Olide-120B Installation Experience from Customer
Installation of a door opener on a door with ornate molding can be very challenging because there is very little flat surface against which to position the mounting plate. The brute force solution would be to cut away the molding and mount the plate against the underlying wall surface. This approach, however, would result in permanent destruction of the molding, and the problem of replacing the missing section if the door opener is removed in the future.
After much thought, a mounting solution was devised using standard wood pieces available at Home Depot. “Select pine” wood in sizes of 1 x 5, 1 x 3, and 1 x 2 were obtained. Note that the actual finished dimensions are ¾ x 4-½, ¾ x 2-½, and ¾ x 1½. All pieces are cut 21-½ inches long or as required to provide enough length to overlap the location of the vertical stud at the left-hand side of the door frame.
The pieces are assembled together as per the photos below. First the ¾ x 2-½ and ¾ x 4-½ pieces are placed with the bottom edges aligned, and screwed together using three #12 x 1½ screws. The two pieces are then placed against the molding, and the ¾ x 1½ piece is placed horizontally and positioned for a tight fit. Pilot holes are drilled through the top of the ¾ x 4-½ piece, and then screwed together using #10 x 2 screws. If carefully assembled, the completed mount will easily rest on the top ledge of the molding and stay in place with a friction fit. This facilitates accurate positioning for the mounting plate.

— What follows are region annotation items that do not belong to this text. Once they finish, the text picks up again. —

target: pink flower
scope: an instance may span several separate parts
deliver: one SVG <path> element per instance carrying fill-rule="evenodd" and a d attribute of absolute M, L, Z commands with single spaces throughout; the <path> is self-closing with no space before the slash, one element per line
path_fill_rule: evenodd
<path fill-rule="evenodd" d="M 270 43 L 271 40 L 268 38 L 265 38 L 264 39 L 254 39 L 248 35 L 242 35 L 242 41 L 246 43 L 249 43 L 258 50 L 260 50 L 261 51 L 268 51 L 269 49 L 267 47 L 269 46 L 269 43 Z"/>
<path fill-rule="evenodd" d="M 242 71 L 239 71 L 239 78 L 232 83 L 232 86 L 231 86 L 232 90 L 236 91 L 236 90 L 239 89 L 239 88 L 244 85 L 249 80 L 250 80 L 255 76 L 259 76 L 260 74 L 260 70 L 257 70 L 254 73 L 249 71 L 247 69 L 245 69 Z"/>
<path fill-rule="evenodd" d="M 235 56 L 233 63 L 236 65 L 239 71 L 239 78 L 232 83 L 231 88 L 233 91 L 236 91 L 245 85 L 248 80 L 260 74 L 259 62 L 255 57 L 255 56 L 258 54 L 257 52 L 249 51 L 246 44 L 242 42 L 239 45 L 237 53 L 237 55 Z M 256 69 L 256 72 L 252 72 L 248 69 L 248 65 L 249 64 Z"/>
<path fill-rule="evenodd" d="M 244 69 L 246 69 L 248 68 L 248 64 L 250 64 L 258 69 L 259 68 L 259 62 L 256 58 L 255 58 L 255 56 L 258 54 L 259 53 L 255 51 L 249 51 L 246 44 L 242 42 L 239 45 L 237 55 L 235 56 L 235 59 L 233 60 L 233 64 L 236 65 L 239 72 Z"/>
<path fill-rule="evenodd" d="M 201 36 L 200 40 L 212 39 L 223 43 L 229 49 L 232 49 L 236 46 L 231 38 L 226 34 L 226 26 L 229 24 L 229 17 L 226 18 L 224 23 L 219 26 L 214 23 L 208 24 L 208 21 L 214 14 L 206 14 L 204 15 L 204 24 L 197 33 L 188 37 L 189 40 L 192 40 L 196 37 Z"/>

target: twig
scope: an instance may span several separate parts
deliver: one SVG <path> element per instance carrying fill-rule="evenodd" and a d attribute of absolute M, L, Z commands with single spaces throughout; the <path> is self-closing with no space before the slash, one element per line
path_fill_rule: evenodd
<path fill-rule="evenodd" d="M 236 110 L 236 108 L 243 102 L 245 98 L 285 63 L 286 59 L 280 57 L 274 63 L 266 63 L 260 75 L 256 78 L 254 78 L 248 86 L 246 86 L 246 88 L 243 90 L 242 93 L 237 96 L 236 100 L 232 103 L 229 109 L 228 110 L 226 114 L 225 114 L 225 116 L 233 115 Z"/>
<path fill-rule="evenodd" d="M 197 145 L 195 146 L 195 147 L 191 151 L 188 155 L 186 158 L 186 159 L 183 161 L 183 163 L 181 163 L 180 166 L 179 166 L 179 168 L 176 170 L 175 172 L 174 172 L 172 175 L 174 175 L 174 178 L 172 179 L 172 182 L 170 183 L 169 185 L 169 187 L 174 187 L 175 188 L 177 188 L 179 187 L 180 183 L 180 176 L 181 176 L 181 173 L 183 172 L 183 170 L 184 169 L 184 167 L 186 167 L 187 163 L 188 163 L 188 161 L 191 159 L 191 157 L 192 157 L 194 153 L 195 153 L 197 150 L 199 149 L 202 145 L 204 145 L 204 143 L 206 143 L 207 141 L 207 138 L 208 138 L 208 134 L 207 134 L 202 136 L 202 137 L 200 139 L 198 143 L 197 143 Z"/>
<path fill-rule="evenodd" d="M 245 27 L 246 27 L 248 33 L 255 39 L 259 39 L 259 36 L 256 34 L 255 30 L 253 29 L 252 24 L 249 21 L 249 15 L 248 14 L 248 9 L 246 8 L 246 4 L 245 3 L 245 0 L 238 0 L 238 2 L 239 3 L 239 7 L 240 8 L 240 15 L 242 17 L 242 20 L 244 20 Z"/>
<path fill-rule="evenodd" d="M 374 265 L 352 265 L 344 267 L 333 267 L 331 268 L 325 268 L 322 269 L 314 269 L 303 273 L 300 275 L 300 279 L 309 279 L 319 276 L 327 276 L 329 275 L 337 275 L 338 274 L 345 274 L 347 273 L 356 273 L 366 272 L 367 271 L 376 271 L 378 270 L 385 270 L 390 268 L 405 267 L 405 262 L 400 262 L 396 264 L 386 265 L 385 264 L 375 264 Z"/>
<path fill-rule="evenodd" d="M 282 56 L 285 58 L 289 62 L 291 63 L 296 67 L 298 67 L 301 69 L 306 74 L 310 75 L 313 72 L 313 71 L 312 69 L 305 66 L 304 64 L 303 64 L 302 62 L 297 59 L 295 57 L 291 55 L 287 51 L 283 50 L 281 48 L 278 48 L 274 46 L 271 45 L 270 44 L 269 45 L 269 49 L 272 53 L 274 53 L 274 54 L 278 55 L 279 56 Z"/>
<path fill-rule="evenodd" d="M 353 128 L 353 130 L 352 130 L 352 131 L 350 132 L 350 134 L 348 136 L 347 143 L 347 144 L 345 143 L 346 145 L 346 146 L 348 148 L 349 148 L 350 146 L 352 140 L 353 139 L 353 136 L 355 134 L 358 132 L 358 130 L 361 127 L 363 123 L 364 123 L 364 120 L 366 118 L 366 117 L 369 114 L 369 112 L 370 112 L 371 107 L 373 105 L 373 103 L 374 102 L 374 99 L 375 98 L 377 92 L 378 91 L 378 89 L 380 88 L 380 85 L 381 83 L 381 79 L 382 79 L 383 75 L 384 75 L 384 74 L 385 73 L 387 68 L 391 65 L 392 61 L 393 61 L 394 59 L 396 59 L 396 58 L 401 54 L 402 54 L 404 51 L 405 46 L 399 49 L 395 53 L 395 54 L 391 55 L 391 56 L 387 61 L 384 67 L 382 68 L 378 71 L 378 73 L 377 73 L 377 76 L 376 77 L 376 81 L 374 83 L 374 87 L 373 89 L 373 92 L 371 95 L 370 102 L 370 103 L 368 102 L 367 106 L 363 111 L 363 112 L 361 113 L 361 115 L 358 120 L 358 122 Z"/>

|Front View – note holes for cables at left and right
|Top View – note vertical holes for cables through the ¾ x4-½ piece. This allows wiring to be concealed.
Next, the completed and painted assembly is placed on the ledge of the molding. The aluminum mounting plate for the opener mechanism is positioned flush with the right-hand edge, and the assembly slid to line up the left-hand edge of the mounting plate with the centre line of the hinge, as per the installation instruction manual. The wooden assembly is then secured to the vertical stud (approximately in the centre of the door frame), and the left hand stud of the door frame, using four #12 x 4 inch wood screws. Two of the screws are centred in the flat part of the molding, and two are centred in the ¾ x 1½ horizontal piece above the molding. Care is taken to ensure that the screws are tensioned so that the entire assembly is plumb and level.
The resultant assembly is very solid, and results in only two screw holes in the wood molding, and two in the drywall above the molding, all of which can be easily filled and painted over if the door opener is ever removed in the future. Because all four screws are long enough to penetrate more than an inch into the wood studs, there is no risk of the mount being unstable or detaching.
The aluminum mounting plate for the door opener is secured with four #12 x 2-½ screws at the bottom, and four countersunk ¾ inch screws (supplied by Olide) at the top. Note how the power and control wiring are concealed in the wood assembly.
The motor assembly is screwed to the mounting plate, and the position of the push arm track is determined. Note that because the motor shaft is moved further away from the door because of the thickness of the wooden mounting assembly, a 2 x 2 piece of poplar “hobby wood” (finished cross section 1½ x 1½) from Home Depot is used to compensate the offset. This piece is cut to the same length as the push arm track, and mounted to the door using four #10 x 2-½ screws.
Automatic Door Control
The residential elevator has a solenoid-operated door lock which is energized when the elevator arrives at a landing and the gate opens. A relay control board was purchased from Amazon and mounted in a plastic box with a transparent lid. This board obtains 27 volts DC power from the elevator control system. When the solenoid is activated to unlock the door, the activation voltage is applied to the trigger input of the relay board, which is programmed to provide a one second pulse to the Olide control system “access control” input. The relay board will not issue another pulse until the solenoid has been released and the door relocked upon closure.
The relay board has dry contacts for its output, and consequently there is no connection whatsoever between the elevator control system and the door opener control system.
Because the elevator door lock solenoid must have the door firmly closed in order to drop down and lock the door when the voltage is removed, magnetic locks controlled by the Olide opener were installed on each door to ensure proper closure.